Thatsnotmyjobtoday · 18/12/2025 13:52

DH and I sat and watched some of the videos last night and they were genuinely quite good!
Also noticed the “video sponsor” was often a service like Revolut or NordVPN, ESIM brands, AirBnB etc. or a gifted trip like virgin voyages etc. there didn’t seem to be much selling of actual items etc.

OP posts:
grumpygrape · 18/12/2025 13:57

Thatsnotmyjobtoday · 18/12/2025 13:52

DH and I sat and watched some of the videos last night and they were genuinely quite good!
Also noticed the “video sponsor” was often a service like Revolut or NordVPN, ESIM brands, AirBnB etc. or a gifted trip like virgin voyages etc. there didn’t seem to be much selling of actual items etc.

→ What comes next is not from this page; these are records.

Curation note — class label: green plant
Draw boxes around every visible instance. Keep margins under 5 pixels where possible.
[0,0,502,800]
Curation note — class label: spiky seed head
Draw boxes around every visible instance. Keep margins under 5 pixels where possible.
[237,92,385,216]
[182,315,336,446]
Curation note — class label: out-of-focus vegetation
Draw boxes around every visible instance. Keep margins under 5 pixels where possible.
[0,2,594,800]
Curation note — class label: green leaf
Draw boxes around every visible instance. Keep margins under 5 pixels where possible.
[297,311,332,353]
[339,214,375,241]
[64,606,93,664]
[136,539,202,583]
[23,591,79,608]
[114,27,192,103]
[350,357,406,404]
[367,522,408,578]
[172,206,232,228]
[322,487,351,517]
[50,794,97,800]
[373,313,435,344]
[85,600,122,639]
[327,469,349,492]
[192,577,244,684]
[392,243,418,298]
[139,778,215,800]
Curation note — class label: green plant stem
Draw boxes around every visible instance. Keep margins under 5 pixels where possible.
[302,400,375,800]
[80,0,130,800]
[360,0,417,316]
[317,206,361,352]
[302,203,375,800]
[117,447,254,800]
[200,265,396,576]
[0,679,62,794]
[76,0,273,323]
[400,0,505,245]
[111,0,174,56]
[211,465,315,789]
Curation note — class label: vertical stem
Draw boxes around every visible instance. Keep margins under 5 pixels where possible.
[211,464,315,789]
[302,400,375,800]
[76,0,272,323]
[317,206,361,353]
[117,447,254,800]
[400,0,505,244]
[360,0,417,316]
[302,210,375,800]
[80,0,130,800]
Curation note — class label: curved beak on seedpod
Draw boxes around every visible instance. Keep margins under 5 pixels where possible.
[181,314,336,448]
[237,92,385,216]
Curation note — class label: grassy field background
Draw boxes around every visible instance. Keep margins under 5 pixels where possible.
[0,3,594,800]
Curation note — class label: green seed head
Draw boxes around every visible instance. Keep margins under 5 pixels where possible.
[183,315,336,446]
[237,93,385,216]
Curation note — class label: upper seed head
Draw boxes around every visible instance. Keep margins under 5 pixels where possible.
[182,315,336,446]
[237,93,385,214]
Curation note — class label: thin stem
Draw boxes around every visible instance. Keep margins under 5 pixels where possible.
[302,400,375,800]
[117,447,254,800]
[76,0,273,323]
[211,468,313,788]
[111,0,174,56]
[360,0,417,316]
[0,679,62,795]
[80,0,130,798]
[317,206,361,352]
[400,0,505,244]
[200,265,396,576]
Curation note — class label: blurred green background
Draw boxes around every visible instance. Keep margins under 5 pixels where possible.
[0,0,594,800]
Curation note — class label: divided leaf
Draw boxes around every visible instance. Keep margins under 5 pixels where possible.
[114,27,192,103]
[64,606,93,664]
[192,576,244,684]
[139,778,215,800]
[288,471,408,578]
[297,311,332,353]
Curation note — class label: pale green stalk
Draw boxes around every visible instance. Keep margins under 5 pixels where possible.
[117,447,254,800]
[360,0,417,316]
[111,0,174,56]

So how do you both now feel about her work/job/profession/career? And what will you both say/not say to your son ?

AmyDuPlantier · 18/12/2025 14:04

HisNotHes · 18/12/2025 13:24

Yeah but the money is not really in the content creation though. Few people would make a living on views alone. The real money is in brand deals, which they only secure because they have the ability to influence people's decisions.

No, but the skill is in the content creation.

AmyDuPlantier · 18/12/2025 14:05

Thatsnotmyjobtoday · 18/12/2025 13:52

DH and I sat and watched some of the videos last night and they were genuinely quite good!
Also noticed the “video sponsor” was often a service like Revolut or NordVPN, ESIM brands, AirBnB etc. or a gifted trip like virgin voyages etc. there didn’t seem to be much selling of actual items etc.

Well no, she’s not selling shite on QVC 😁

What does the esteemed husband think now then?